Despite having a General Law against disappearances that orders the creation of databases to facilitate search and investigation efforts, key pieces of the law have not been implemented, including the creation of the National Forensic Data Bank. Impunity is the rule in the overwhelming majority of disappearances, as highlighted by the UN Committee on Enforced Disappearances after visiting Mexico in late 2021, stemming in general from the lack of proper investigation of these crimes by prosecutors’ offices. The Ayotzinapa case is one of thousands of cases that show the urgent need for decisive actions to implement the General Law and put an end to a disappearance crisis that should not exist.
Finally, at the same time as evidence accumulates against the armed forces in the Ayotzinapa case, López Obrador continues to deepen militarization as his government’s security model.

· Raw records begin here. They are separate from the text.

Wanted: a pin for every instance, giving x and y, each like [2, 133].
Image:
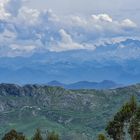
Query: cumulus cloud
[25, 30]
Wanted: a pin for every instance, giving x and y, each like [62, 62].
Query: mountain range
[113, 61]
[86, 85]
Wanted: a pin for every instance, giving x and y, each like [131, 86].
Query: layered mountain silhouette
[106, 84]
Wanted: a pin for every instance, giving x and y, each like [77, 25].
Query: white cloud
[23, 29]
[128, 23]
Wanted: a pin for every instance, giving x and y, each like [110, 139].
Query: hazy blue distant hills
[106, 84]
[115, 61]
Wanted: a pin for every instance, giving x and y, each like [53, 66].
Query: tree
[101, 137]
[37, 135]
[115, 128]
[134, 128]
[53, 136]
[14, 135]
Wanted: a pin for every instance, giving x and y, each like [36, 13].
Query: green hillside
[74, 114]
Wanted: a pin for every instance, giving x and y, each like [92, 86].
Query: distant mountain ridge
[106, 84]
[116, 61]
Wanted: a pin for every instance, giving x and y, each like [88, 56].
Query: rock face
[72, 113]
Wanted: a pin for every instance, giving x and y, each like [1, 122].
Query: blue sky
[29, 26]
[116, 8]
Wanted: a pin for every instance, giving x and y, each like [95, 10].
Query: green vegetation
[74, 114]
[125, 125]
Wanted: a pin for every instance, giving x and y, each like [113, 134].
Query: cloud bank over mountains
[24, 30]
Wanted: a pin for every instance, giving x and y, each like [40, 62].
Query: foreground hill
[72, 113]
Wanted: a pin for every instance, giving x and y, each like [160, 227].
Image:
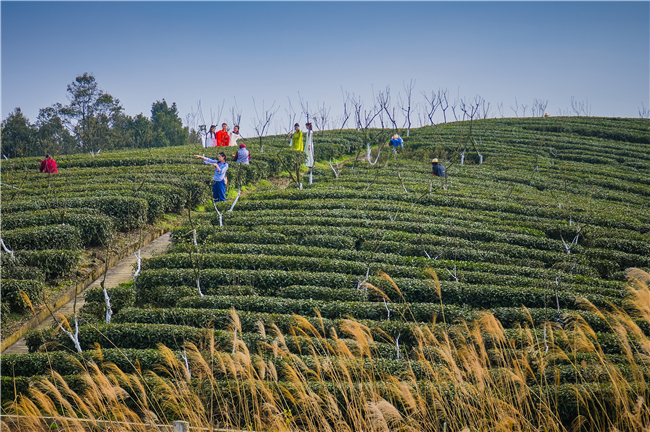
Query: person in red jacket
[223, 138]
[48, 165]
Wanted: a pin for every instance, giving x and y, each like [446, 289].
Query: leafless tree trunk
[500, 109]
[291, 117]
[383, 99]
[580, 108]
[304, 105]
[432, 105]
[405, 105]
[453, 107]
[218, 114]
[443, 99]
[346, 109]
[235, 113]
[262, 120]
[539, 107]
[515, 109]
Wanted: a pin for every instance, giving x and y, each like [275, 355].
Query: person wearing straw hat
[242, 155]
[48, 165]
[296, 142]
[396, 141]
[437, 169]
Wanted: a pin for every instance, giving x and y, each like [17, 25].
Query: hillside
[541, 214]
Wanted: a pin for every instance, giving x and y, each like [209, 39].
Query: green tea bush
[11, 296]
[43, 237]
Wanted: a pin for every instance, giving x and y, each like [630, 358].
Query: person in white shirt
[211, 137]
[234, 136]
[309, 146]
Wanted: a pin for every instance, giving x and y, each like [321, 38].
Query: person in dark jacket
[437, 169]
[48, 166]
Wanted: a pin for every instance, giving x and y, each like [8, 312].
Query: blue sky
[214, 52]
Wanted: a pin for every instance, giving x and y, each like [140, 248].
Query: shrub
[53, 263]
[45, 237]
[11, 296]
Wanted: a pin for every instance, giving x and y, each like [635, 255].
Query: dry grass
[471, 379]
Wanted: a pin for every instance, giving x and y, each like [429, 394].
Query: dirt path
[119, 273]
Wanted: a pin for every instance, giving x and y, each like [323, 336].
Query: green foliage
[95, 229]
[129, 213]
[52, 263]
[43, 237]
[11, 295]
[122, 296]
[18, 135]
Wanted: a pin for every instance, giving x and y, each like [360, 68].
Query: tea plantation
[542, 214]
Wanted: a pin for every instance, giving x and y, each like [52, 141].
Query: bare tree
[515, 109]
[262, 120]
[433, 103]
[539, 107]
[291, 117]
[405, 105]
[383, 100]
[443, 98]
[485, 109]
[346, 109]
[453, 106]
[304, 105]
[215, 117]
[580, 108]
[470, 109]
[235, 114]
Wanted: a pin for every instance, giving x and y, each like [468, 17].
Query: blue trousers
[219, 191]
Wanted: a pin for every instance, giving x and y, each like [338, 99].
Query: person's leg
[221, 190]
[215, 191]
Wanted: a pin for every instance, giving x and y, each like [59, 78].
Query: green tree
[18, 135]
[52, 135]
[167, 126]
[90, 114]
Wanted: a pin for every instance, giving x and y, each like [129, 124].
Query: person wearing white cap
[437, 169]
[309, 146]
[396, 141]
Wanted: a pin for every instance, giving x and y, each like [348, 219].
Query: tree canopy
[92, 120]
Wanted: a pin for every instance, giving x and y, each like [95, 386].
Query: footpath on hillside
[120, 273]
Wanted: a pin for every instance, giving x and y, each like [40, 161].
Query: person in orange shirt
[48, 166]
[223, 138]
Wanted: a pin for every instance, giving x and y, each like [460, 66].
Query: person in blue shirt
[396, 141]
[219, 180]
[437, 169]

The president recently announced that he wants military deployment in policing tasks to continue after 2024. Further, even though he has not obtained the constitutional reform that he would need in order to achieve his goal of formally incorporating the country’s already militarized National Guard (policing force) into SEDENA, López Obrador said that he would seek this same institutional change through a reform to secondary laws or even through a Presidential Agreement—that is, he would disregard the Constitution in order to ensure that federal policing tasks are placed exclusively in military hands. López Obrador justifies increasing militarization by stating, among other things, that militarization is a way to avoid corruption. However, the advances in the investigation of the Ayotzinapa case show that the participation of military forces in no way constituted a guarantee against violence or human rights violations.